Der Perlentaucher betrachtet seine "Rezensionsnotizen" als Berichterstattung über Berichterstattung und somit als eigene Leistungen, über die er frei verfügen kann. Seine Notizen versteht er als Information über die Artikel der Zeitungen, als eine Brücke vom Internet zur unerreichten Qualität der Traditionsmedien. Viele Leser erfahren im Internet überhaupt erst durch die Perlentaucher-Notizen von der Existenz eines Originalartikels. Durch den Link, den wir - wenn möglich - setzen, können sie ihn anklicken. Eine Funktion, die Perlentaucher-Leser ausgiebig nutzen. Ebenso verhält es sich auf den Seiten des Internetbuchhändlers buecher.de, der in der Regel sowohl die Rezensionsnotizen des Perlentauchers als auch die Originalartikel von SZ und FAZ präsentiert.

Der Ton in der Berufungsinstanz ist merklich schärfer geworden. Hieß es in der ersten Instanz noch, dass "das Angebot der Beklagten einen positiven kulturellen Beitrag darstellt", so annonciert die Berufungsschrift: "Die Klägerin wehrt sich gegen das Geschäftskonzept der Beklagten, das darin besteht, die Feuilletons der deutschen Qualitätszeitungen - darunter auch der 'Frankfurter Allgemeinen Zeitung', der Klägerin - auszuwerten und Kurzzusammenfassungen (...) der dort veröffentlichten Buchkritiken für den eiligen Leser sowohl auf ihrer eigenen Website unter www.perlentaucher.de zu veröffentlichen als auch an Dritte, insbesondere Internet-Buchhändler, zu lizenzieren."

Obwohl nur diese Lizenzierung an Dritte Streitgegenstand ist, betonen die Klägerinnen ganz allgemein, dass der Geschäftszweck des Perlentauchers allein darin bestehe, Feuilletons "für sich selbst kommerziell auszuwerten", und "dabei weder eigenen Content zu entwickeln, noch einen Rahmen oder eine Plattform für eine inhaltliche Auseinandersetzung mit den Feuilletons der deutschen Presse insgesamt zu bieten".

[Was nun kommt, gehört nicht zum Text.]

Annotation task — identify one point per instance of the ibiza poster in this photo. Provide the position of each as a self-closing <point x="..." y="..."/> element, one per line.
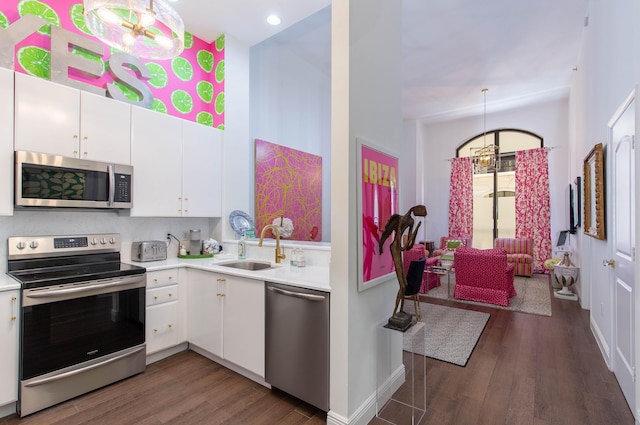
<point x="378" y="190"/>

Der hierdurch vermittelte Eindruck, der Perlentaucher stelle keinen eigenen Inhalt bereit, ist falsch. Der Perlentaucher bot von Anfang an auch eigenen Inhalt: Arno Widmanns Buchkolumne "Vom Nachttisch geräumt", die "Post aus...", die Krimi-Kolumne "Mord und Ratschlag" oder der "Virtualienmarkt" sind nur einige Beispiele. Und zusammen mit seinem englischsprachigen Dienst signandsight.com hat der Perlentaucher die wichtigste Feuilletondebatte der letzten Monate lanciert, die Bruckner-Buruma-Debatte - die von der FAZ selbstverständlich mit keinem Wort erwähnt wurde. Kann es sein, dass sich die Anwälte der Kläger ausschließlich in dieser Zeitung informieren?